Sono un pignolo, e non demordo. Tutta, poi, quella precipitazione del Csm a promuovere e a difendere presso il capo dello Stato il giudice Raimondo Mesiano che ha sparato nella sentenza sul Lodo Mondadori quella cifra da capogiro che la Fininvest di Berlusconi dovrà pagare alla Cir di De Benedetti, mi ha fortemente insospettitto. Qui gatta ci cova, mi sono detto.

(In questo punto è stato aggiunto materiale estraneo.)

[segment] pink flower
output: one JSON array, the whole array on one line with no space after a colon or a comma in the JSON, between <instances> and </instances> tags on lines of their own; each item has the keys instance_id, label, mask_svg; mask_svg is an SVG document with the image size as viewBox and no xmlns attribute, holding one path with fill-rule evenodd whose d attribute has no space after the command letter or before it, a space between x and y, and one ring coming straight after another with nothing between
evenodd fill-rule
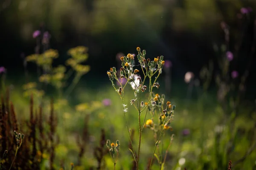
<instances>
[{"instance_id":1,"label":"pink flower","mask_svg":"<svg viewBox=\"0 0 256 170\"><path fill-rule=\"evenodd\" d=\"M39 30L35 31L34 33L33 33L33 38L35 38L38 37L41 34L41 31Z\"/></svg>"},{"instance_id":2,"label":"pink flower","mask_svg":"<svg viewBox=\"0 0 256 170\"><path fill-rule=\"evenodd\" d=\"M238 76L239 74L237 71L234 71L231 72L231 77L235 79Z\"/></svg>"},{"instance_id":3,"label":"pink flower","mask_svg":"<svg viewBox=\"0 0 256 170\"><path fill-rule=\"evenodd\" d=\"M231 61L233 60L234 56L233 56L233 53L232 53L232 52L230 51L227 51L226 55L227 56L227 58L229 61Z\"/></svg>"},{"instance_id":4,"label":"pink flower","mask_svg":"<svg viewBox=\"0 0 256 170\"><path fill-rule=\"evenodd\" d=\"M5 73L6 71L6 68L4 68L4 67L0 67L0 73Z\"/></svg>"},{"instance_id":5,"label":"pink flower","mask_svg":"<svg viewBox=\"0 0 256 170\"><path fill-rule=\"evenodd\" d=\"M127 80L125 78L123 78L122 79L121 79L121 78L119 78L118 80L119 80L119 82L123 85L125 85L125 83L126 83L126 82L127 82ZM116 81L116 84L117 85L121 85L121 84L119 84L117 81Z\"/></svg>"}]
</instances>

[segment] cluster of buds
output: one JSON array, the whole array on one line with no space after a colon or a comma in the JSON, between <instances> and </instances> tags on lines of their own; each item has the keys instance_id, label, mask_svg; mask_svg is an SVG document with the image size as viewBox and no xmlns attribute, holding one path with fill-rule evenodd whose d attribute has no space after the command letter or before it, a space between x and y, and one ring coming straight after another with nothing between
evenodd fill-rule
<instances>
[{"instance_id":1,"label":"cluster of buds","mask_svg":"<svg viewBox=\"0 0 256 170\"><path fill-rule=\"evenodd\" d=\"M115 155L117 155L119 153L120 149L120 142L119 140L116 140L116 144L111 143L110 140L108 139L106 143L106 145L108 149L110 155L115 162L116 162L116 160L115 159ZM116 163L116 162L114 162Z\"/></svg>"},{"instance_id":2,"label":"cluster of buds","mask_svg":"<svg viewBox=\"0 0 256 170\"><path fill-rule=\"evenodd\" d=\"M19 148L20 147L20 146L21 146L21 144L22 144L22 140L24 139L25 135L24 135L24 134L18 133L15 130L13 132L13 134L14 134L15 138L16 139L17 147L18 148Z\"/></svg>"},{"instance_id":3,"label":"cluster of buds","mask_svg":"<svg viewBox=\"0 0 256 170\"><path fill-rule=\"evenodd\" d=\"M137 51L138 53L137 57L139 62L143 67L146 70L147 74L151 75L157 69L159 70L159 72L162 72L162 69L163 67L165 62L163 61L163 56L157 57L157 58L154 58L154 60L150 61L150 59L148 58L146 60L145 58L146 55L146 51L145 50L143 50L142 53L140 48L137 47Z\"/></svg>"}]
</instances>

Perché non è pensabile che tutta questa solerzia sia stata sollecitata dalle parole di Berlusconi: Su quel giudice ne vedrete delle belle.
Se poi “le belle” sono risultate le immagini del pedinamento offerteci da Canale 5, mi pare che la sparata di Berlusconi sia finita nel comico. Quale minacce o intimidazioni può mai temere il giudice Mesiano che possano stare a paragone di quelle che continuamente riceve proprio Berlusconi, che ricopre una carica istituzionale assai più importante di quella di Mesiano, la quarta per importanza, tradottesi drammaticamente in questi giorni perfino in minacce di morte?

E poi: Berlusconi è stato sorpreso e fotografato nella sua vita privata: avrebbero dovuto levarsi, da ogni parte politica, voci di indignazione e di condanna. E invece si sa come quelle foto hanno costituito per mesi l’essenza del dibattito politico nel nostro Paese.

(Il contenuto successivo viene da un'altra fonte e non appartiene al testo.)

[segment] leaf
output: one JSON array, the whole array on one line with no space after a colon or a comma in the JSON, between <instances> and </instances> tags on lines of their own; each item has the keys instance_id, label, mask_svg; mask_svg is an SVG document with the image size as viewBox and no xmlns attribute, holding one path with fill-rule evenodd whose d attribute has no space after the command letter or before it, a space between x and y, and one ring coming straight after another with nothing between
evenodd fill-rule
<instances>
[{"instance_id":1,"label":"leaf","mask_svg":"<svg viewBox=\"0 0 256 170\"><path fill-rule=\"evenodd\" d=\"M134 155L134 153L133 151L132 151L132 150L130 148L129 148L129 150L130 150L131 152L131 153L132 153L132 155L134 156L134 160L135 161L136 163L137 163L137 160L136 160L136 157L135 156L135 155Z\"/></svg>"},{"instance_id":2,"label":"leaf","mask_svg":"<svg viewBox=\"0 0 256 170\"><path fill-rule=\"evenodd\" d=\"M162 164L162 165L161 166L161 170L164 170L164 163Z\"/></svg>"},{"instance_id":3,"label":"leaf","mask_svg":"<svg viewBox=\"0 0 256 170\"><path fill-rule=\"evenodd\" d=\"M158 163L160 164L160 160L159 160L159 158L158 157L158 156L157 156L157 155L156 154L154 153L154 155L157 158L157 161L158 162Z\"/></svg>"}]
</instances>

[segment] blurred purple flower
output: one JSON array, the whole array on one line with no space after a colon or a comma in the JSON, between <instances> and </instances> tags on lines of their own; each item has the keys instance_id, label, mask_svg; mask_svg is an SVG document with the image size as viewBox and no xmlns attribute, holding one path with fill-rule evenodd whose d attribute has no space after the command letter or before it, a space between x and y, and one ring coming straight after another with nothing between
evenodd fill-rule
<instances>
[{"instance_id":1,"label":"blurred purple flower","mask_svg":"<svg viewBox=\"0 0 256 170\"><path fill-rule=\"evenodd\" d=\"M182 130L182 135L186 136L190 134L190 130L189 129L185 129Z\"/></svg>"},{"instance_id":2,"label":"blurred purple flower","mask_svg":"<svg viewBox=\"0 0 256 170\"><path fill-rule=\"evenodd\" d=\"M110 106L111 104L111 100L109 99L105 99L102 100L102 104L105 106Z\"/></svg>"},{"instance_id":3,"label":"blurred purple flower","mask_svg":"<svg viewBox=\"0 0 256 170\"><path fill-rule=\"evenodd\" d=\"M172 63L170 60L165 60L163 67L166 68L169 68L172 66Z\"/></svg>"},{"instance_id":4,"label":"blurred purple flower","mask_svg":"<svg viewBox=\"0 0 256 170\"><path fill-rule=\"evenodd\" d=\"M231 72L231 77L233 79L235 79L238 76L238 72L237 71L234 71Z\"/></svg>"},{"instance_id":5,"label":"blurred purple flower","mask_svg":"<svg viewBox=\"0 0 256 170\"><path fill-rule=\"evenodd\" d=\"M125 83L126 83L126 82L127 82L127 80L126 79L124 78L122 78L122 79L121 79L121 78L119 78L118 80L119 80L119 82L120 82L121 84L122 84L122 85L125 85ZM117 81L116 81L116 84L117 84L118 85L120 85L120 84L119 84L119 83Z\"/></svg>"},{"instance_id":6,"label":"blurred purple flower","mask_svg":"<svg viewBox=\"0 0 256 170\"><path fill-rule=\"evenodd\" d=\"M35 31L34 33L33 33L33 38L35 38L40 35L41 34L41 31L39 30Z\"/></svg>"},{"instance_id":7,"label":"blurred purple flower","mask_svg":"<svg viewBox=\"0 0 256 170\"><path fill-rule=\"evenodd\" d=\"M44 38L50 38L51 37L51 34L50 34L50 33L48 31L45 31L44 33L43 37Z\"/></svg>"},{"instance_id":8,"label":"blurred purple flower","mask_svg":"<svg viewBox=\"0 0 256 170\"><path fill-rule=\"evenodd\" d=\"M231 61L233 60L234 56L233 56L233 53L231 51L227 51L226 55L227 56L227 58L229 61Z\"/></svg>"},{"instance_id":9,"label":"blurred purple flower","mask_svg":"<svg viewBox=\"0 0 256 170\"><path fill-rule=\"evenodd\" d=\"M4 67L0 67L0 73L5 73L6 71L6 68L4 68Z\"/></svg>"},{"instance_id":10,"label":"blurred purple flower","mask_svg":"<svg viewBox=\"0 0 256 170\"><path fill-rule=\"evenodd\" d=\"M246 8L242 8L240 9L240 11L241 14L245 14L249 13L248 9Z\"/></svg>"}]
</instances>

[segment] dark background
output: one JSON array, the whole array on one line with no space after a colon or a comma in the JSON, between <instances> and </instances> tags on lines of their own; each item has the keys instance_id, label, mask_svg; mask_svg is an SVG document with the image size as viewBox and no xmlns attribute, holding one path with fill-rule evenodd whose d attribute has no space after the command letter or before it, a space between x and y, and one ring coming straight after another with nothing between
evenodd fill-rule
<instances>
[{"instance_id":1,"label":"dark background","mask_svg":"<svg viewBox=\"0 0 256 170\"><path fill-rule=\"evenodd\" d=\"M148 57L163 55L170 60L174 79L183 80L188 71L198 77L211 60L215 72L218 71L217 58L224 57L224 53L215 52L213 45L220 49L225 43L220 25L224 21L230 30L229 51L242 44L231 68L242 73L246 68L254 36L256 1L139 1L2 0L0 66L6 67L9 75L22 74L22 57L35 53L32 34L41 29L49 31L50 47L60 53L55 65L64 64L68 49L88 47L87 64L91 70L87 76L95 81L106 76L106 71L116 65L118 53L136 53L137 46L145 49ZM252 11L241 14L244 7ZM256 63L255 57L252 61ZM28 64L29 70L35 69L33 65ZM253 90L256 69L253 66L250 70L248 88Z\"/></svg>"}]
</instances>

La mia conclusione è che, come i calzini turchesi di Mesiano, anche il Csm sta dimostrando la sua avversità politica al presidente del Consiglio, ciò che non dovrebbe fare. Tutta questa fretta e sollecitudine non possono che ingenerare un tale sospetto. Non vi nascondo che sarei curioso di sapere il colore dei calzini indossati dal vicepresidente del Csm Nicola Mancino nell’incontro con il capo dello Stato. Voglio sperare che non fossero di colore turchese. E, se non i calzini, avrà avuto qualche altro capo di abbigliamento di quel colore?

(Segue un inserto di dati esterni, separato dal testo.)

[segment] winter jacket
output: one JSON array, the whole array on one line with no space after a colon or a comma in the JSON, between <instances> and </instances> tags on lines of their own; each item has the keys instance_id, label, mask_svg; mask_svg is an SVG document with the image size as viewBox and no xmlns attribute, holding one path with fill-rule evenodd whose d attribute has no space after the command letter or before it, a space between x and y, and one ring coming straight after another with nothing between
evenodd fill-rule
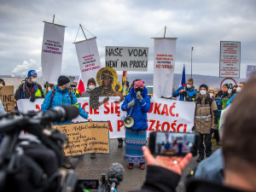
<instances>
[{"instance_id":1,"label":"winter jacket","mask_svg":"<svg viewBox=\"0 0 256 192\"><path fill-rule=\"evenodd\" d=\"M78 103L78 100L75 97L74 94L67 90L61 90L58 85L55 86L54 90L55 90L55 94L54 98L51 98L52 96L52 90L49 90L44 100L43 106L42 106L42 112L44 113L49 108L51 101L51 108L55 108L56 106L61 105L74 105L79 108L79 114L87 119L89 117L87 113L81 108L81 106ZM72 94L72 98L70 96ZM65 121L61 124L71 124L72 120ZM55 125L57 123L54 123ZM58 123L61 124L61 123Z\"/></svg>"},{"instance_id":2,"label":"winter jacket","mask_svg":"<svg viewBox=\"0 0 256 192\"><path fill-rule=\"evenodd\" d=\"M150 110L150 98L148 96L148 90L144 86L143 91L141 93L141 96L143 99L140 102L137 99L137 92L132 87L130 90L130 93L125 96L125 101L122 104L122 110L127 110L127 116L131 116L134 119L134 125L129 129L131 130L147 130L148 122L147 122L147 113ZM135 101L135 105L131 108L127 108L129 102L132 100Z\"/></svg>"},{"instance_id":3,"label":"winter jacket","mask_svg":"<svg viewBox=\"0 0 256 192\"><path fill-rule=\"evenodd\" d=\"M82 93L81 96L82 97L90 97L90 93L91 93L91 90L89 88L87 88L86 90Z\"/></svg>"},{"instance_id":4,"label":"winter jacket","mask_svg":"<svg viewBox=\"0 0 256 192\"><path fill-rule=\"evenodd\" d=\"M184 90L185 88L183 86L179 87L176 91L173 92L172 96L177 97L178 96L180 96L179 97L179 101L184 101L184 95L183 94L180 94L179 91L181 90ZM195 96L196 96L196 91L191 88L191 89L186 89L186 101L188 102L192 102Z\"/></svg>"},{"instance_id":5,"label":"winter jacket","mask_svg":"<svg viewBox=\"0 0 256 192\"><path fill-rule=\"evenodd\" d=\"M15 95L17 101L19 99L29 99L32 96L35 96L36 98L44 98L41 85L27 81L19 86Z\"/></svg>"},{"instance_id":6,"label":"winter jacket","mask_svg":"<svg viewBox=\"0 0 256 192\"><path fill-rule=\"evenodd\" d=\"M161 166L148 166L146 181L137 192L175 192L180 175ZM187 180L186 192L241 192L222 184L199 179Z\"/></svg>"},{"instance_id":7,"label":"winter jacket","mask_svg":"<svg viewBox=\"0 0 256 192\"><path fill-rule=\"evenodd\" d=\"M216 96L215 96L216 99L230 99L230 95L228 92L223 93L222 90L219 90Z\"/></svg>"},{"instance_id":8,"label":"winter jacket","mask_svg":"<svg viewBox=\"0 0 256 192\"><path fill-rule=\"evenodd\" d=\"M201 134L210 134L211 128L216 129L218 124L218 108L216 102L208 95L198 94L195 100L195 131Z\"/></svg>"}]
</instances>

Ma il punto che voglio toccare è in realtà un altro: la notizia che lessi su Il Giornale qualche giorno fa, e che costituì l’oggetto di un mio intervento (qui), non mi pare che sia stata più ripresa dal quotidiano di Feltri.
Ciò mi induce a pensare che sia stata una bufala, perché se fosse, al contrario, vera, essa spiegherebbe molto bene la frettolosità con cui il Csm (calzini turchesi o meno) ha promosso e difeso davanti al capo dello Stato il giudice Mesiano.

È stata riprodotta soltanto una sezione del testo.